According to Dish Network, things at Dish are going great. Yesterday marked its second FCC coverage deadline since it bought Boost from T-Mobile, and the company issued a press release today stating that it now covers 70 percent of the US population and has “also satisfied all other June 14, 2023 FCC commitments.” It’s not exactly mission accomplished just yet, though.

In meeting this FCC milestone, Dish says it has deployed over 15,000 5G cell sites and would like to remind us that it’s still the first wireless provider in the country to launch voice calling over 5G, known as VoNR — Voice over New Radio.

This is all well and good, but Dish’s wireless service still doesn’t look quite the same as AT&T’s or Verizon’s. The network itself is very much still in beta testing under its Project Genesis program, which requires you to purchase a new phone specially equipped to use new network features like three-carrier aggregation.

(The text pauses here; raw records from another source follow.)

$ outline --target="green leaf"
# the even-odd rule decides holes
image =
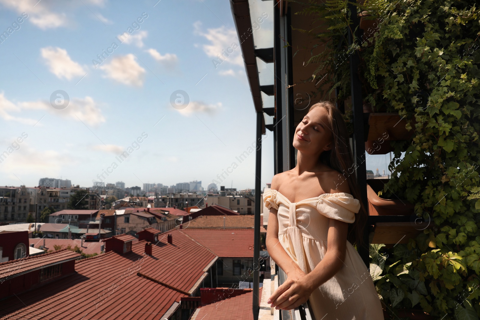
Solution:
[[[455,309],[455,318],[456,320],[479,320],[477,312],[468,299],[463,302],[463,305],[465,308],[460,305],[456,306]]]
[[[412,307],[415,307],[420,301],[420,296],[415,290],[413,290],[411,293],[407,294],[407,297],[412,302]]]
[[[370,275],[373,281],[376,281],[382,278],[382,270],[380,266],[375,263],[370,263]]]
[[[392,307],[395,307],[403,300],[404,294],[403,290],[400,288],[394,288],[390,292],[390,301],[392,301]]]

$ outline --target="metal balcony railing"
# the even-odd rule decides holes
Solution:
[[[287,274],[278,267],[278,285],[287,280]],[[280,310],[279,320],[316,320],[312,309],[310,301],[307,301],[301,306],[292,310]]]

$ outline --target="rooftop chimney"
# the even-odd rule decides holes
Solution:
[[[147,242],[145,244],[145,253],[149,256],[152,255],[152,243]]]

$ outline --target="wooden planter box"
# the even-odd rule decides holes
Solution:
[[[378,19],[372,19],[372,15],[367,11],[362,11],[359,14],[359,16],[360,17],[360,25],[359,27],[363,30],[360,41],[361,42],[366,41],[368,45],[370,46],[372,42],[369,38],[380,29],[379,20]]]
[[[388,182],[388,179],[367,179],[369,215],[408,215],[415,218],[413,204],[405,200],[384,199],[377,195]],[[423,232],[413,220],[410,222],[377,222],[370,233],[370,243],[408,243],[410,238],[415,238]]]
[[[377,195],[388,179],[367,179],[367,198],[369,215],[410,215],[414,206],[406,200],[384,199]]]

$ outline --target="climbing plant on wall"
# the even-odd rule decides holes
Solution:
[[[319,63],[312,77],[334,73],[325,83],[330,89],[340,86],[339,98],[348,98],[349,73],[342,68],[348,60],[339,69],[338,57],[346,50],[359,55],[364,101],[397,112],[413,130],[409,141],[385,142],[395,148],[392,175],[380,195],[414,203],[422,221],[422,232],[408,244],[371,246],[371,273],[386,309],[392,316],[408,308],[444,320],[479,319],[480,12],[475,1],[365,1],[358,13],[366,11],[377,26],[351,46],[337,47],[348,27],[347,3],[306,7],[304,13],[318,14],[330,28],[316,34],[319,41],[332,44],[309,61]],[[323,56],[335,59],[322,62]]]

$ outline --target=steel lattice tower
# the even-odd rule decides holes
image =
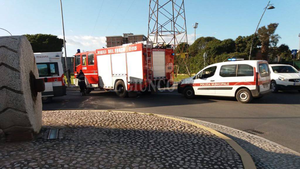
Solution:
[[[148,40],[158,45],[173,45],[175,54],[183,59],[189,74],[184,0],[150,0],[148,26]]]

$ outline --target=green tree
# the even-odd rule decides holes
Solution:
[[[291,61],[292,58],[291,51],[289,46],[285,44],[281,44],[278,47],[275,47],[271,49],[272,60],[275,60],[276,58],[277,63]]]
[[[264,26],[257,30],[258,37],[261,43],[262,55],[263,59],[266,60],[268,60],[269,47],[271,45],[276,45],[280,38],[278,35],[275,34],[278,24],[276,23],[270,23],[268,26],[268,28]]]
[[[238,37],[235,41],[236,44],[235,51],[240,53],[248,54],[249,55],[253,36],[254,34],[252,34],[250,36],[239,36]],[[251,52],[251,57],[254,57],[258,49],[258,47],[260,45],[261,43],[258,37],[256,36],[253,41],[253,45]]]
[[[30,42],[34,52],[61,51],[64,40],[51,34],[24,35]]]
[[[207,43],[215,39],[214,37],[202,36],[196,39],[196,41],[189,48],[189,55],[190,57],[193,57],[196,56],[198,53],[205,48]]]

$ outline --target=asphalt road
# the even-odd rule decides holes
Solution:
[[[127,111],[195,118],[241,130],[255,129],[260,136],[300,152],[300,93],[280,92],[243,104],[234,98],[200,96],[193,100],[170,91],[122,98],[113,92],[95,91],[85,97],[68,90],[54,98],[43,110],[101,109]]]

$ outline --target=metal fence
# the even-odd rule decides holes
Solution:
[[[74,57],[67,57],[67,64],[68,68],[70,69],[71,73],[74,73],[74,66],[73,66],[73,63],[72,62],[72,59],[74,59]],[[64,61],[64,57],[62,57],[62,68],[64,69],[64,73],[66,73],[66,64]]]

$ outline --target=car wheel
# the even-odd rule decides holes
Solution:
[[[49,103],[52,101],[52,97],[42,97],[42,103]]]
[[[187,99],[193,99],[195,98],[195,92],[193,88],[190,86],[187,87],[183,90],[183,95]]]
[[[236,92],[236,100],[242,103],[249,103],[253,98],[251,92],[247,89],[242,89],[239,90]]]
[[[272,89],[272,92],[273,93],[276,93],[278,91],[278,89],[276,87],[276,82],[275,81],[272,81],[271,82],[270,88]]]
[[[117,95],[122,98],[127,97],[128,93],[124,82],[119,80],[116,84],[116,93]]]

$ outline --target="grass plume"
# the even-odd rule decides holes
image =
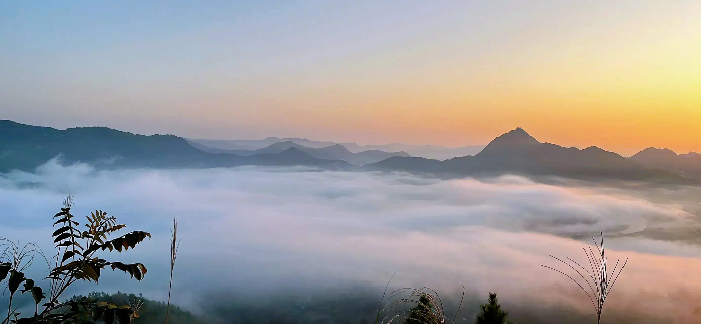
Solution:
[[[173,217],[173,227],[170,229],[170,281],[168,283],[168,304],[165,308],[165,323],[168,323],[168,311],[170,309],[170,291],[173,286],[173,269],[180,243],[177,241],[177,217]]]
[[[613,288],[613,285],[618,280],[618,276],[620,276],[623,268],[625,267],[625,264],[628,262],[628,258],[626,258],[623,264],[619,268],[618,265],[620,264],[620,259],[618,259],[615,262],[615,266],[613,266],[613,270],[609,273],[608,258],[606,257],[606,250],[604,248],[604,232],[600,232],[600,234],[601,238],[601,245],[599,245],[599,243],[593,237],[592,238],[594,245],[597,247],[597,253],[594,253],[591,248],[589,248],[588,250],[582,248],[584,250],[584,253],[587,255],[587,260],[589,261],[590,266],[588,269],[569,257],[567,257],[568,261],[564,261],[562,259],[550,255],[553,259],[565,264],[567,266],[574,270],[577,274],[582,277],[583,285],[582,283],[583,281],[578,281],[563,271],[540,264],[540,266],[544,266],[564,275],[572,281],[574,281],[580,288],[582,288],[582,290],[589,297],[589,300],[592,302],[592,305],[594,306],[594,311],[597,313],[597,324],[601,321],[601,311],[604,309],[604,304],[606,302],[606,297],[608,297],[608,293]],[[576,265],[577,267],[575,267],[574,265]],[[616,274],[616,270],[618,271],[618,274]],[[587,276],[585,276],[585,274]],[[576,278],[576,276],[575,277]],[[588,290],[585,288],[585,285],[589,288]]]

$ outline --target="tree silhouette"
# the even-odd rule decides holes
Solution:
[[[475,324],[505,324],[506,321],[506,312],[501,309],[499,304],[499,299],[496,298],[496,294],[489,292],[489,300],[486,304],[480,306],[481,311],[475,319]]]

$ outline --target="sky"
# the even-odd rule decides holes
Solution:
[[[0,3],[0,119],[701,151],[701,2]]]

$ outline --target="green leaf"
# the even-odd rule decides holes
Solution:
[[[55,240],[53,240],[53,243],[58,243],[63,240],[65,240],[66,238],[69,238],[70,237],[71,237],[70,233],[64,233],[61,235],[59,235]]]
[[[95,307],[93,309],[93,320],[97,321],[102,317],[102,313],[104,313],[104,309],[102,307]]]
[[[7,273],[10,271],[12,269],[12,266],[8,263],[2,264],[0,265],[0,281],[5,280],[7,278]]]
[[[95,268],[90,264],[85,264],[83,265],[83,271],[85,271],[86,275],[88,278],[95,281],[95,283],[100,280],[100,275],[95,271]]]
[[[14,294],[20,284],[25,281],[25,274],[17,272],[15,270],[10,271],[10,280],[8,281],[7,288],[10,290],[10,294]]]
[[[76,255],[75,252],[73,252],[73,251],[69,250],[66,251],[65,253],[63,254],[63,259],[61,259],[61,262],[63,262],[64,261],[66,261],[66,260],[67,260],[67,259],[73,257],[73,256],[75,255]]]
[[[29,291],[29,290],[34,286],[34,281],[32,279],[27,279],[25,281],[25,284],[22,285],[25,286],[25,290],[22,291],[22,292]]]
[[[37,305],[41,302],[41,299],[44,298],[43,293],[41,292],[41,288],[37,285],[32,287],[32,296],[34,297],[34,301],[36,302]]]
[[[51,237],[55,237],[58,234],[60,234],[61,233],[63,233],[63,232],[64,232],[66,231],[69,231],[70,229],[71,229],[71,228],[69,227],[67,227],[67,226],[61,227],[60,229],[57,229],[56,231],[54,231],[53,234],[51,234]]]

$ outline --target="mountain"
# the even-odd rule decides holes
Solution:
[[[103,167],[352,166],[344,161],[316,158],[297,149],[240,156],[205,152],[172,135],[137,135],[107,127],[62,130],[0,121],[0,172],[32,171],[56,156],[64,163],[85,162]]]
[[[460,175],[512,173],[571,178],[695,182],[669,172],[650,169],[596,147],[579,149],[543,143],[521,128],[496,137],[474,156],[454,158],[444,161],[397,157],[369,163],[364,168]]]
[[[650,147],[628,158],[648,168],[701,180],[701,154],[696,152],[677,154],[671,149]]]
[[[437,145],[411,145],[401,143],[391,143],[385,145],[358,145],[355,143],[336,143],[321,142],[306,138],[267,137],[264,140],[199,140],[188,139],[196,147],[210,153],[224,153],[236,150],[255,151],[283,142],[292,142],[301,146],[321,149],[335,145],[341,145],[351,153],[361,153],[367,151],[381,151],[385,152],[406,152],[411,156],[421,156],[435,160],[447,160],[457,156],[475,155],[479,153],[484,145],[472,145],[463,147],[445,147]]]
[[[385,152],[379,150],[364,151],[353,153],[346,147],[336,144],[318,149],[307,147],[292,141],[278,142],[273,143],[266,147],[256,150],[234,149],[224,150],[211,147],[201,147],[203,145],[192,140],[189,141],[193,147],[203,151],[211,153],[228,153],[241,156],[254,156],[260,154],[280,153],[290,148],[297,149],[316,158],[325,160],[341,160],[353,164],[362,166],[373,162],[379,162],[393,156],[409,156],[407,152]]]

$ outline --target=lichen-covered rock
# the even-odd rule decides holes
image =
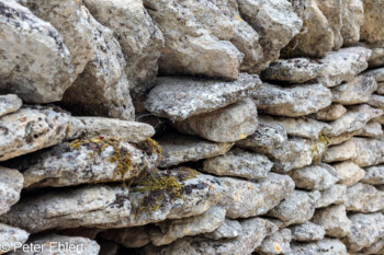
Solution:
[[[290,196],[294,183],[286,175],[269,173],[266,179],[257,183],[219,177],[227,192],[219,197],[229,219],[248,218],[267,213],[282,199]]]
[[[84,125],[84,137],[110,137],[127,142],[140,142],[155,135],[155,129],[144,123],[103,117],[77,117]]]
[[[149,92],[146,108],[160,117],[183,120],[249,97],[261,81],[256,74],[240,73],[237,81],[199,78],[159,78]]]
[[[331,89],[332,102],[343,105],[368,103],[377,82],[373,77],[359,76],[352,81]]]
[[[252,98],[260,112],[287,117],[316,113],[331,104],[331,93],[321,84],[286,88],[263,82]]]
[[[351,81],[357,74],[368,68],[371,50],[364,47],[342,48],[331,51],[321,59],[325,71],[317,79],[327,88]]]
[[[263,80],[282,81],[289,83],[304,83],[317,78],[323,66],[306,58],[280,59],[262,71]]]
[[[328,164],[309,165],[293,170],[290,176],[295,186],[304,189],[324,190],[339,181],[335,169]]]
[[[267,178],[273,163],[263,154],[234,149],[203,163],[203,171],[221,176],[238,176],[249,179]]]
[[[200,216],[159,222],[157,231],[150,231],[150,240],[154,245],[161,246],[174,242],[187,235],[197,235],[216,230],[224,223],[225,209],[211,207]]]
[[[343,237],[351,231],[351,221],[347,217],[345,205],[317,209],[312,221],[321,225],[328,236]]]
[[[321,225],[310,221],[290,227],[293,241],[312,242],[324,239],[325,230]]]
[[[255,103],[247,98],[210,113],[194,115],[172,125],[180,132],[211,141],[233,142],[253,134],[258,127]]]
[[[345,239],[349,251],[358,252],[377,242],[383,236],[384,216],[376,213],[355,213],[350,217],[351,232]]]
[[[347,210],[358,212],[375,212],[384,209],[384,192],[374,186],[358,183],[347,188]]]
[[[233,254],[251,254],[258,247],[264,237],[279,229],[268,220],[260,218],[246,219],[240,221],[242,232],[236,239],[228,240],[207,240],[184,237],[174,243],[155,247],[147,246],[144,254],[204,254],[204,255],[233,255]]]
[[[0,118],[0,161],[75,139],[83,124],[58,107],[26,106]]]
[[[20,109],[22,104],[23,102],[19,98],[18,95],[0,95],[0,117],[16,112]]]
[[[199,161],[225,154],[233,142],[215,143],[197,137],[169,134],[158,138],[161,146],[160,167],[178,165],[183,162]]]
[[[0,93],[27,103],[61,100],[74,70],[60,34],[13,0],[0,4]]]
[[[24,244],[29,236],[30,234],[24,230],[0,223],[0,243],[2,244],[0,254],[12,252],[20,247],[20,244]]]

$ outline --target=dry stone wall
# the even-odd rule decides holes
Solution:
[[[0,254],[384,254],[383,13],[0,0]]]

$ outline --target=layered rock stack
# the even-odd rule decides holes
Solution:
[[[0,0],[0,254],[384,254],[383,13]]]

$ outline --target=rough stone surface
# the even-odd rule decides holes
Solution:
[[[60,34],[13,0],[0,4],[0,93],[27,103],[61,100],[74,70]]]
[[[256,74],[241,73],[234,82],[199,78],[159,78],[146,108],[160,117],[183,120],[249,97],[259,85]]]
[[[162,151],[160,167],[222,155],[234,144],[233,142],[215,143],[201,138],[178,134],[163,136],[158,139],[158,142]]]
[[[321,84],[285,88],[263,82],[252,98],[262,113],[297,117],[329,106],[331,93]]]
[[[328,236],[343,237],[351,231],[351,221],[347,217],[345,205],[317,209],[312,221],[321,225]]]
[[[173,127],[187,135],[197,135],[211,141],[233,142],[253,134],[258,113],[251,100],[239,101],[210,113],[194,115]]]
[[[273,163],[263,154],[234,149],[204,161],[203,171],[221,176],[238,176],[249,179],[267,178]]]
[[[229,219],[248,218],[267,213],[293,192],[294,183],[285,175],[270,173],[258,183],[219,177],[227,193],[218,204],[226,210]]]
[[[82,131],[82,123],[58,107],[23,107],[0,118],[0,161],[74,139]]]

The network is available to Boost customers in supported markets, but they need to use a phone that supports band 70 to access Dish’s 5G — and those are still uncommon.

Dish has had its share of setbacks getting to this goal, too. There was that cyberattack that took down the company’s support systems in February. The company’s chief commercial officer, who was charged with turning its 5G network into a profitable business, stepped down in January.

There’s also another big FCC deadline looming on the horizon: it needs to cover 75 percent of the areas where it holds spectrum licenses by June 2025. That’s going to be expensive, and there’s some speculation that Dish will ask for more time to meet that requirement. In the meantime, we’re still down to three wireless carriers who are scheming up clever ways to charge us more money.